Gersten remembers receiving one big loaf of bread a week. ...And there were potatoes.

...On some winter nights, the attic got cold and the Polziecs invited their Jewish guests into their home to spend the evening in warmth.

They built an earthen bunker in the barn to hide Gersten and his family for the times when Germans raided the farm. It measured 4 feet by 3 feet and was just big enough to hold five people. It resembled a grave, really. The Polziecs slid a big, wooden grain storage bin over the opening to deflect suspicion.

One night, Nazi collaborators raided the farm and heard the footsteps of Gersten's family scurrying into the bunker. They questioned Stanislaw Polziec, who blamed the noise on children in the attic. The collaborators beat Stanislaw, bloodied him without mercy. Gersten could hear the Polziec family's screams. Still, the Polziecs did not betray the Jews.

Gersten said he remains impressed the Polziecs never showed any resentment toward their Jewish guests for the enormous danger they had brought them.

Gersten remained in the Polziec's attic for two years, until the day in 1944 when Soviet soldiers liberated the area. Gersten and his mother eventually moved to America.

For many years after, Gersten had dreams of being shot by the Nazis. He liked sleeping when it rained. All those months in hiding, he'd felt secure on stormy nights, knowing the Nazis would not go out to look for Jews then...

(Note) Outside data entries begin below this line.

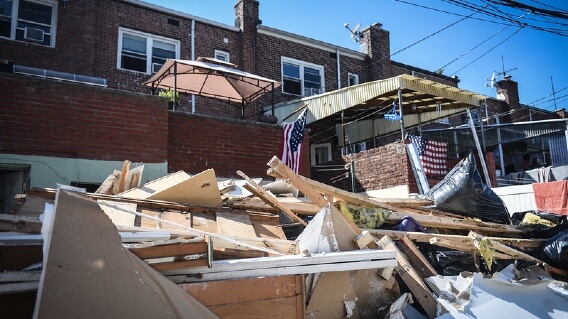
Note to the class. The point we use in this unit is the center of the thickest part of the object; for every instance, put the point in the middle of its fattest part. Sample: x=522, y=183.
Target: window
x=354, y=148
x=353, y=79
x=143, y=52
x=320, y=153
x=301, y=78
x=28, y=21
x=222, y=55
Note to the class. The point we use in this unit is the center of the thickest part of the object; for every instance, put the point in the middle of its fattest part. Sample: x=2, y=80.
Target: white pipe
x=193, y=59
x=338, y=70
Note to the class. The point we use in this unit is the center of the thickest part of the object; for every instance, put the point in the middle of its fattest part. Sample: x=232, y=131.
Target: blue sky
x=530, y=56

"My mother was very religious," he said. "She had a more positive outlook about surviving, although we could never answer why God would want us to survive over others."

Gersten and his mother kept up with the Polziecs after the war. They sent a few dollars and care packages with clothes back to Poland.

...Over the years, he lost contact with the Polziecs. But after his mother died, Gersten wrote to the Jewish Historical Society in Poland about what the Polziecs had done. About two years ago, he decided to submit the family's name to Yad Vashem, Israel's official memorial to victims of the Holocaust. The memorial also recognizes non-Jews who helped Jews survive. Schindler's name is in that database, as are the Polziecs'.

In America, The Jewish Foundation for the Righteous helped Gersten find Czeslaw Polziec in Poland. His parents had passed away years before.

The New York-based foundation supports non-Jews who refused to remain passive during the Holocaust. About 650 rescuers in Europe receive funding for food and essential goods like heating fuel.

The foundation is sponsoring Polziec's visit to New York, including a dinner honoring him and his family.

...Gersten, meanwhile, said he remains amazed by the loyalty of the Polziecs, especially Czeslaw and his sisters, who were so young then. They went to school and church and interacted with so many people. Yet they never uttered a word.

...on Wednesday night, Gersten is looking forward to lighting a Hanukkah menorah, which commemorates the rededication of the ancient temple and the miracle of one day's worth of oil lasting eight.

Gersten was never able to light a menorah when he was hiding in Polziec's home. The light would have given away the family's presence, put an end to their survival. Now with Polziec finally by his side again, Gersten's menorah will symbolize his own family's miracle.